Correct. I filled the system with ordinary car antifreeze in a ratio 1:3, which should give adequate protection in a UK winter. The whole system is done with 10mm pipe, which I have insulated with Armaflex, the same black tube that you see on air conditioners. With the pipework being so small there is only about 5 litres in the pipes so it whizzes around pretty fast with little opportunity to lose heat, only slowing down when it meets the 22mm manifold in the collector and the coil. It's pumped by a tiny pump running off the differential controller, which itself is powered by a 12v DC cellphone charger plugged into the mains.
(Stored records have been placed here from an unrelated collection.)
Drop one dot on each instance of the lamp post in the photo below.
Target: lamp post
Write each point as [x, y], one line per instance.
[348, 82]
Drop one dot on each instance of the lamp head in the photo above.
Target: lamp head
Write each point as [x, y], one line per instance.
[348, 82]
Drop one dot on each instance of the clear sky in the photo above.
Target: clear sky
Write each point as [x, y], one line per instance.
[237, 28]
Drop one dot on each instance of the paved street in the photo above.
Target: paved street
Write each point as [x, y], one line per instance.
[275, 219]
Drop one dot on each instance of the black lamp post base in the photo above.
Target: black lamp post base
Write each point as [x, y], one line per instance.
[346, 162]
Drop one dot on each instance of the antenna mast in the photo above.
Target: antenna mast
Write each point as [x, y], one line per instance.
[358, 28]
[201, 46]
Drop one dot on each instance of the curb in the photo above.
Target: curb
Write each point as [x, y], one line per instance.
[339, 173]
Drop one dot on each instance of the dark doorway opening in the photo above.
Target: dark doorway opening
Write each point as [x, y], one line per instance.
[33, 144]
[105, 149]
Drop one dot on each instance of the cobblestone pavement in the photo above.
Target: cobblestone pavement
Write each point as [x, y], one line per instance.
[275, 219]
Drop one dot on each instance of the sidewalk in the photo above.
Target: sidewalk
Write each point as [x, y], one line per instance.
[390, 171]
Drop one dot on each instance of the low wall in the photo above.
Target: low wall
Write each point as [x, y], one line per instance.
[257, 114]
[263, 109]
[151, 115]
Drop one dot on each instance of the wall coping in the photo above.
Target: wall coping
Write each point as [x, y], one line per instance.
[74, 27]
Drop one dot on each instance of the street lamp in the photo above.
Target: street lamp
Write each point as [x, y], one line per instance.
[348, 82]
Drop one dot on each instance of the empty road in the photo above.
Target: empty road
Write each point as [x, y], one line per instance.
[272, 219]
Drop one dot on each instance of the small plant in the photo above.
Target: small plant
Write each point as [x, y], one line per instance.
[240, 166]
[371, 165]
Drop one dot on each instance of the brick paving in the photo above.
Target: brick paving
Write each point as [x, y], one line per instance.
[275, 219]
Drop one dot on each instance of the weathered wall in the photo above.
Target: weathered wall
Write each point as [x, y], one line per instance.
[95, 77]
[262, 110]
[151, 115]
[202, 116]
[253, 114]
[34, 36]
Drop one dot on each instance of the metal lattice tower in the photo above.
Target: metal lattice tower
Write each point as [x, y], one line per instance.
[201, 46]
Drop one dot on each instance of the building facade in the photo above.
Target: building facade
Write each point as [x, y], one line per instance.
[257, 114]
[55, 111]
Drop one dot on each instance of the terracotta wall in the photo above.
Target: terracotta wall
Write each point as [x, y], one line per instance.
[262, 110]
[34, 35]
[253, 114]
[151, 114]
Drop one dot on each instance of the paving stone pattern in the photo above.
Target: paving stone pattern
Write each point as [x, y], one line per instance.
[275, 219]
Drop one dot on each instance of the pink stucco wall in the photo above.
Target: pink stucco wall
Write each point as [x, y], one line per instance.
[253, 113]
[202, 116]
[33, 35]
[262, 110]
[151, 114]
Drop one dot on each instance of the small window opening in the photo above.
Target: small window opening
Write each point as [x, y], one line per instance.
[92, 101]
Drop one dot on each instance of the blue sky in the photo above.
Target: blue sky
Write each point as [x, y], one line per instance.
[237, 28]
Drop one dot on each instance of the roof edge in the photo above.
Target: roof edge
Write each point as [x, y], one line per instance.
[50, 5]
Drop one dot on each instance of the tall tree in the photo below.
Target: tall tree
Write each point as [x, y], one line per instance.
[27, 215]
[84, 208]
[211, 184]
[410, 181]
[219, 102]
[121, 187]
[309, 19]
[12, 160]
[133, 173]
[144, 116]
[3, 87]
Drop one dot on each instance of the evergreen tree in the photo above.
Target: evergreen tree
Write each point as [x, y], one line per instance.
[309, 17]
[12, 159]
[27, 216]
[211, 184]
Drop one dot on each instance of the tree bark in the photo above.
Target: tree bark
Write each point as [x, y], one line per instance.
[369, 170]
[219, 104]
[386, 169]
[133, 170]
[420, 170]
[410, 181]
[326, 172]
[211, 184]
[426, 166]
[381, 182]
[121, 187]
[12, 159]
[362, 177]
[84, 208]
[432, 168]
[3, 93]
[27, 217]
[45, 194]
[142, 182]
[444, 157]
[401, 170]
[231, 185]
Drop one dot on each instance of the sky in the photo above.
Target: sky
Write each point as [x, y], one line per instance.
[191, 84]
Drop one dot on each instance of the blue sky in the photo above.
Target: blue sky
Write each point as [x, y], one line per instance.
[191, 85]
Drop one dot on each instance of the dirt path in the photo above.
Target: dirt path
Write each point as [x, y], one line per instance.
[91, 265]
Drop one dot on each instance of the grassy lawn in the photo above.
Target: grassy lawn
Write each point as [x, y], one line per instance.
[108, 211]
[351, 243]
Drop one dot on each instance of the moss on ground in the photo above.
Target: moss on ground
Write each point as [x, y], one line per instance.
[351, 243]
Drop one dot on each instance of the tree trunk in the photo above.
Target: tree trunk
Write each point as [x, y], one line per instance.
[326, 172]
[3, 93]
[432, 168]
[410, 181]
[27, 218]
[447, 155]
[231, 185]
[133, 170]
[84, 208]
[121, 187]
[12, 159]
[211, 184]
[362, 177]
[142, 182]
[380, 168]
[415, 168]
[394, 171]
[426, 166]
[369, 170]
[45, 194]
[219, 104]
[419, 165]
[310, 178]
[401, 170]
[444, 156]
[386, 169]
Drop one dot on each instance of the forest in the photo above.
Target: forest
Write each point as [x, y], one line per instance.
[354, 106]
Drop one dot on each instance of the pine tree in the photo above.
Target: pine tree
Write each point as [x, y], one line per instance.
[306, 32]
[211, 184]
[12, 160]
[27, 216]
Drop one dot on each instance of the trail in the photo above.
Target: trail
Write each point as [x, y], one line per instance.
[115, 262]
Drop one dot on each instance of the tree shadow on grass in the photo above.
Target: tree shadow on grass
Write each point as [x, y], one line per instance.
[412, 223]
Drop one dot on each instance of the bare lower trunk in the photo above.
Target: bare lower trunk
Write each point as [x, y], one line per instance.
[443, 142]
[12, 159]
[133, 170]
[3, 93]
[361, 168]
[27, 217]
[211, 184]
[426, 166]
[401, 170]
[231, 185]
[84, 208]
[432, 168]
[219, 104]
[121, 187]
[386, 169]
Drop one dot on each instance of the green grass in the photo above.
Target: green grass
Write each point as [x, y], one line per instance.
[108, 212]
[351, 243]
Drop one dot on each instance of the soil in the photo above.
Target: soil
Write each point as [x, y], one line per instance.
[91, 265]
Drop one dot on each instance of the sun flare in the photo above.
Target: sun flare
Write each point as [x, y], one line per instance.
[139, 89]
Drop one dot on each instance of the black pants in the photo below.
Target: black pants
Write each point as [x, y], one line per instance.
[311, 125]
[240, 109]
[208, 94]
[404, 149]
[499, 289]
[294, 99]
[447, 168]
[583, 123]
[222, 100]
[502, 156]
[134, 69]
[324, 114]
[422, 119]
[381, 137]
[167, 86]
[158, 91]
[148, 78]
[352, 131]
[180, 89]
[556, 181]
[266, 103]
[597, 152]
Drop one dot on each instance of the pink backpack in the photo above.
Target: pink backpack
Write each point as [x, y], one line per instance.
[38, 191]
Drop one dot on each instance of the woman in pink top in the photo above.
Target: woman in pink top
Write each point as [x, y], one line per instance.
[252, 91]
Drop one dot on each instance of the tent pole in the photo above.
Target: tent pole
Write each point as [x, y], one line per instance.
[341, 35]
The panel is 20 tubes, relatively small for my 160 litre tank, so it's unlikely that the panel will ever boil. If we did go on holiday in flaming June and it got close to boiling, the differential controller is pretty sophisticated; when the cylinder reaches the target temperature I have set it can operate a standard motorised valve and dump the flow to our main house cylinder, which is downstairs in tandem with the 160 litre storage cylinder. Some people like to set up an old radiator in the attic as a heat dump but we are getting a bigger twin coil cylinder installed in spring, which will run partly off the gas boiler. If the controller failed to dump heat, the header tank is rated at 100C for 500 hours as long as it is adequately supported so we shouldn't get meltdown. Even if that happened there is only a total of 20 litres of liquid in the system and the header tank, so not much damage could occur.
The panel itself is fairly "transparent" to wind; air can pass between the tubes and there are two reflectors behind them with gaps so that wind can pass through. So far in the westerly gales we've had, we haven't heard the panel lifting off the roof.